US President Donald Trump on Wednesday said that he would participate in the ongoing impeachment enquiry led by House Democrats only "if the rules are fair."
Asked if he would cooperate with the Democrats running the proceedings if they held a full House vote on the impeachment, Trump told reporters at the White House, "Yeah, that sounds OK. We would if they give us our rights."
The president was speaking to reporters after signing an executive order, Xinhua news agency reported.
"Yeah, if the rules are fair... if Republicans get a fair shake," he said when asked to clarify whether he would cooperate if the House passed the impeachment vote.
Trump's response followed a White House letter issued on Tuesday that notified the Democrats of an uncooperative stance of the administration in relation to their efforts to remove the president from office.
"You have designed and implemented your inquiry in a manner that violates fundamental fairness and constitutionally mandated due process," White House Counsel Pat Cipollone wrote in the letter addressed to House Speaker Nancy Pelosi, House Intelligence Committee Chairman Adam Schiff, Oversight and Reform Committee Chairman Elijah Cummings and Foreign Affairs Committee Chairman Eliot Engel.
Trump echoed the letter's claims by saying the Democrats "have eviscerated the rules."
He went on to say that Democratic investigators deprived the Republican Party of the right to have lawyers.
"They don't give us any fair play, it is the most unfair situation people have seen, no lawyers," he said.
Pelosi announced the initiation of the impeachment inquiry last month following an anonymous whistleblower complaint about Trump's alleged inappropriate interactions with his Ukrainian counterpart Volodymyr Zelensky.
The whistleblower -- and the Democrats pushing for the impeachment -- believed Trump sought help from the Ukrainian president to win his re-election campaign.

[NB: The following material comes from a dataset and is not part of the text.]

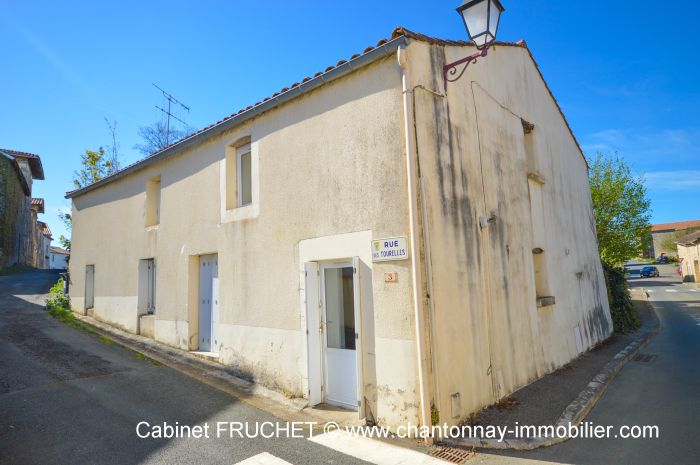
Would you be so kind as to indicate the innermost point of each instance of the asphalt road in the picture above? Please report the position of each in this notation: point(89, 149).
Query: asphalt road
point(664, 391)
point(69, 397)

Trump asked Zelensky, to investigate Democrat presidential candidate and his rival, Joe Biden, whom Trump accused of involvement in a corruption case in Ukraine, according to the transcript of a July 25 phone call between the presidents released by the White House.
Since then, the president has denied any wrongdoing, insisting that no pressure was put on Zelensky.
Pelosi, in a statement issued on Tuesday, said that the White House's letter in defiance of the impeachment inquiry is "another unlawful attempt to hide the facts of the Trump Administration's brazen efforts to pressure foreign powers to intervene in the 2020 elections."
In a direct attack on Pelosi, Trump said the congresswoman "is as guilty as she is.